6. Your Rights (GDPR)

Under GDPR, you have the following rights:

  • Right to Access: Request a copy of your personal data
  • Right to Rectification: Correct inaccurate or incomplete data
  • Right to Erasure ("Right to be Forgotten"): Request deletion of your data
  • Right to Data Portability: Receive your data in a machine-readable format
  • Right to Object: Object to certain types of processing
  • Right to Restrict Processing: Limit how we use your data
  • Right to Withdraw Consent: Withdraw consent for processing at any time

To exercise these rights, contact us at privacy@firstimpression.you or use the settings in your account dashboard.

7. Data Retention

We retain your data for the following periods:

  • Active Accounts: While your account is active
  • Inactive Accounts: 6 months after last login, then deleted
  • Videos: 2 years from upload, or until deletion requested
  • Applications: 2 years from application date, or until deleted
  • Backups: Up to 90 days in encrypted backups

You can request immediate deletion of your data at any time through your account settings.

8. Data Security

We implement industry-standard security measures:

  • End-to-end encryption for data in transit (HTTPS/TLS)
  • Encryption at rest for stored data
  • Regular security audits and updates
  • Role-based access controls
  • Secure authentication (OAuth, password hashing)
  • Automated backups with encryption

9. International Data Transfers

Your data may be transferred to and processed in countries outside the European Economic Area (EEA). We ensure adequate protection through:

  • Standard Contractual Clauses (SCCs) with service providers
  • Processing by providers with adequate data protection certifications
  • Your explicit consent where required

10. Cookies and Tracking

We use cookies for:

  • Necessary: Authentication, security, basic functionality
  • Analytics: Understanding how you use our platform (with consent)
  • Preferences: Remembering your settings

You can manage cookie preferences through the cookie banner or your browser settings.

11. Children's Privacy

FirstImpression is not intended for users under 16 years of age. We do not knowingly collect personal information from children. If you believe we have collected data from a child, please contact us immediately.

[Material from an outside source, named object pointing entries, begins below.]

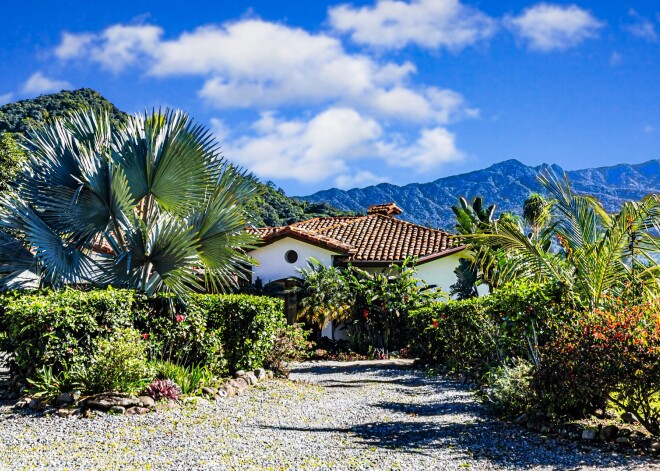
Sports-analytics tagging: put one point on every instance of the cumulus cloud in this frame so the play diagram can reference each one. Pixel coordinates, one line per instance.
(548, 27)
(39, 83)
(259, 64)
(360, 178)
(642, 27)
(395, 24)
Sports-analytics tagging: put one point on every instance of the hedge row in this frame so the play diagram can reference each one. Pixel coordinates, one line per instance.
(474, 335)
(58, 328)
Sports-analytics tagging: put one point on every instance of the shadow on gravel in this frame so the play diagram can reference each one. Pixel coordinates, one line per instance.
(496, 443)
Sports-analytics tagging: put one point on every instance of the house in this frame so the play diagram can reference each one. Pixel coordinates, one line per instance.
(372, 242)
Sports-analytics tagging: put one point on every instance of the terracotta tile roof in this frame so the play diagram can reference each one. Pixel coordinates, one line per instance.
(370, 238)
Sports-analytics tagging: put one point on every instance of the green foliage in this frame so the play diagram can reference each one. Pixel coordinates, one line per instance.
(612, 354)
(118, 363)
(290, 344)
(478, 334)
(11, 159)
(190, 379)
(20, 116)
(374, 305)
(248, 325)
(153, 194)
(508, 387)
(61, 329)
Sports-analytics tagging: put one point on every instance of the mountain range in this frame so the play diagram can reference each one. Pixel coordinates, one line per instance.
(506, 184)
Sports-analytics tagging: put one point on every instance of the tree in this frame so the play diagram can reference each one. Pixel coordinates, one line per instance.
(600, 254)
(148, 205)
(11, 158)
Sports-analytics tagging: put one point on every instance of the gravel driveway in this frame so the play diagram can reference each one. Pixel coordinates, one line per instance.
(329, 417)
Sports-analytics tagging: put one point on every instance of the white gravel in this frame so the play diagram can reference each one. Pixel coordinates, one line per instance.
(329, 417)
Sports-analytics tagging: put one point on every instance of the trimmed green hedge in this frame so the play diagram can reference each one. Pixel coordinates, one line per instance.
(474, 335)
(58, 328)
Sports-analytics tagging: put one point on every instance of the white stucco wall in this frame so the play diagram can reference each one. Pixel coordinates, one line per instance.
(272, 265)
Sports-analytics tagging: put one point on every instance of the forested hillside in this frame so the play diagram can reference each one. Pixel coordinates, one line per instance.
(272, 207)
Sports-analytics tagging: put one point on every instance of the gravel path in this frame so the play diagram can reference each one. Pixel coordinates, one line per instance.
(329, 417)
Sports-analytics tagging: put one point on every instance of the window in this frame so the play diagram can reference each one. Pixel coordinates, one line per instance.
(291, 256)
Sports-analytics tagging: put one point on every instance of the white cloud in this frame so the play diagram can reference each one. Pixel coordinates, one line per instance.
(360, 178)
(258, 64)
(395, 24)
(642, 28)
(433, 148)
(308, 151)
(39, 83)
(547, 27)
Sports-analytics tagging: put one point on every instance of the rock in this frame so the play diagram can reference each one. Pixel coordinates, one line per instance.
(65, 398)
(66, 413)
(147, 401)
(522, 419)
(106, 401)
(589, 434)
(628, 417)
(226, 390)
(119, 410)
(260, 373)
(609, 433)
(209, 391)
(251, 378)
(137, 411)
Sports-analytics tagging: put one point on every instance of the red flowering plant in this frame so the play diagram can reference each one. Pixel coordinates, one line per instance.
(605, 355)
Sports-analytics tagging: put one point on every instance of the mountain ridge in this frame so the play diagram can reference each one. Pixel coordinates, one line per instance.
(505, 183)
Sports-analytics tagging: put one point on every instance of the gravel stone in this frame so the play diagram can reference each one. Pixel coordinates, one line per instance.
(327, 418)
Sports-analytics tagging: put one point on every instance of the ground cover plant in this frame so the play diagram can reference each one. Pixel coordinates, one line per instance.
(121, 339)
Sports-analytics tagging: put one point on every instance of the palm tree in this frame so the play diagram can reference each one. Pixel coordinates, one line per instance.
(150, 206)
(601, 254)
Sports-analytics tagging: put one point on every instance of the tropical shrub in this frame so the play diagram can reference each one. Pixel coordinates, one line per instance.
(508, 389)
(163, 390)
(60, 329)
(605, 355)
(477, 334)
(144, 205)
(118, 364)
(291, 344)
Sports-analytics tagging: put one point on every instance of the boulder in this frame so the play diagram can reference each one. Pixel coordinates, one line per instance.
(119, 410)
(628, 418)
(106, 401)
(609, 433)
(251, 378)
(589, 434)
(147, 401)
(209, 391)
(65, 398)
(260, 373)
(137, 410)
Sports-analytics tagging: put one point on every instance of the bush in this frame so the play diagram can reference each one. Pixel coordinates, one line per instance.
(118, 364)
(60, 329)
(605, 355)
(472, 336)
(291, 344)
(508, 388)
(247, 325)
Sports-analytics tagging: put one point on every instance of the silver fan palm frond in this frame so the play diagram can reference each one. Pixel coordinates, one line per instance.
(150, 206)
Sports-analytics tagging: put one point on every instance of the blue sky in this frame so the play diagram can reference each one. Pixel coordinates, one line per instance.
(313, 94)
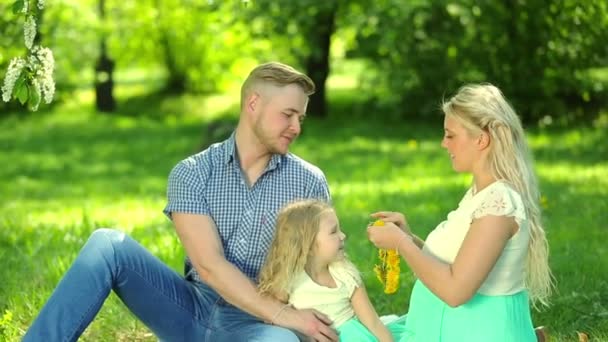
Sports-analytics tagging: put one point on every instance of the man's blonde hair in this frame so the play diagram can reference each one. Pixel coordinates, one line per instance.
(277, 74)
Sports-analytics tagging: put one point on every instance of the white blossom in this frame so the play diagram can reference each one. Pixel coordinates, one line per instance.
(12, 74)
(29, 31)
(43, 62)
(35, 87)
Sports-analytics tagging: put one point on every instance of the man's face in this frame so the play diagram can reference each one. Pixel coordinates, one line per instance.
(279, 116)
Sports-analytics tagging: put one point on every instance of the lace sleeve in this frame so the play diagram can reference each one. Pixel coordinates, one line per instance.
(502, 201)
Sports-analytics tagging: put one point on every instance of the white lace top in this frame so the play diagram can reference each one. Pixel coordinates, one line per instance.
(497, 199)
(334, 302)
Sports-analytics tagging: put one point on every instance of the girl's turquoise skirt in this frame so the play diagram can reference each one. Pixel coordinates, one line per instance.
(481, 319)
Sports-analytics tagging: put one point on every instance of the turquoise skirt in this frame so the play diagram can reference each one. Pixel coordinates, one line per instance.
(483, 318)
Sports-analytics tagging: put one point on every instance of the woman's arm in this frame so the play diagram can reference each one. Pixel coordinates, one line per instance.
(367, 315)
(454, 283)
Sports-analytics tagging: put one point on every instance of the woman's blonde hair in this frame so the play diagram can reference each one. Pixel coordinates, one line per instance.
(295, 234)
(483, 108)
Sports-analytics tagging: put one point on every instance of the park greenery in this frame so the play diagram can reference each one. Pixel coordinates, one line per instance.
(142, 84)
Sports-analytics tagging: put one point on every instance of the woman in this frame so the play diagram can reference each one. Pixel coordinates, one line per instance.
(480, 268)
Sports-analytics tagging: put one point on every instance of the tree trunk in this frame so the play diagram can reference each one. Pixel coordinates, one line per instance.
(176, 78)
(317, 62)
(104, 83)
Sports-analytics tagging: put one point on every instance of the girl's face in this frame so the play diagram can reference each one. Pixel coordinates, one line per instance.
(329, 244)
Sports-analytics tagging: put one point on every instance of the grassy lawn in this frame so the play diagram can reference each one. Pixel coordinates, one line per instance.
(70, 171)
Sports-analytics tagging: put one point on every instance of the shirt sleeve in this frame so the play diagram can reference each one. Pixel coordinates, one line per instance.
(185, 189)
(321, 190)
(502, 201)
(346, 273)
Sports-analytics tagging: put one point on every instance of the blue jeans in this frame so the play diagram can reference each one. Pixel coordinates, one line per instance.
(174, 308)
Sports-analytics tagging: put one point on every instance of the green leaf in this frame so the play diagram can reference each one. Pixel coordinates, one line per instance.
(22, 93)
(34, 99)
(18, 6)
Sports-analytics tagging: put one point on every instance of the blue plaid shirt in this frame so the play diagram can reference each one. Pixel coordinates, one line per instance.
(211, 183)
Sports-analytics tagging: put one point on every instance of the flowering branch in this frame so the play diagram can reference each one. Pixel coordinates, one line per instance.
(30, 79)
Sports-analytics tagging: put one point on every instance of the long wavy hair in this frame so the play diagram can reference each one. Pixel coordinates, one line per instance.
(295, 234)
(483, 108)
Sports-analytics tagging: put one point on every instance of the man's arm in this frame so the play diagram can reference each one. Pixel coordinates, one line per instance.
(201, 241)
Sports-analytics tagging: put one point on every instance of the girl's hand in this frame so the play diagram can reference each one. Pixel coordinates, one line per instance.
(386, 237)
(394, 217)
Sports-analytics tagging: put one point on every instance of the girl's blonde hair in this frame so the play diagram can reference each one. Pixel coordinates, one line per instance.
(483, 108)
(296, 230)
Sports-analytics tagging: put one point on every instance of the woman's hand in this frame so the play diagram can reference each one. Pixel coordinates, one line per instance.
(388, 236)
(394, 217)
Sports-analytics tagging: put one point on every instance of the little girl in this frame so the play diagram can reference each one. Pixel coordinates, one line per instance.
(307, 268)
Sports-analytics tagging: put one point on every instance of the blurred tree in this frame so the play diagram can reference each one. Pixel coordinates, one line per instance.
(308, 25)
(537, 52)
(104, 68)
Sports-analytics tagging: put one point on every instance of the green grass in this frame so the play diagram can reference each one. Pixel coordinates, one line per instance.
(70, 171)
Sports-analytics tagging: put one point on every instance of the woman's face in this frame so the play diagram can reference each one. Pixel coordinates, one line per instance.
(461, 146)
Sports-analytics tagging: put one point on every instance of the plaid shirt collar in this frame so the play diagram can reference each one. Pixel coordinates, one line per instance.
(231, 154)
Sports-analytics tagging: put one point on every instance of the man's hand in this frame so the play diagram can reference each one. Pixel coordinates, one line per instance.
(309, 322)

12. Changes to This Policy

We may update this Privacy Policy periodically. We will notify you of significant changes via email or through a notice on our platform. Continued use after changes constitutes acceptance.

13. Contact Us

For privacy-related questions or to exercise your rights:

Email: privacy@firstimpression.you
Data Protection Officer: dpo@firstimpression.you

You also have the right to lodge a complaint with your local data protection authority.

By using FirstImpression, you acknowledge that you have read and understood this Privacy Policy.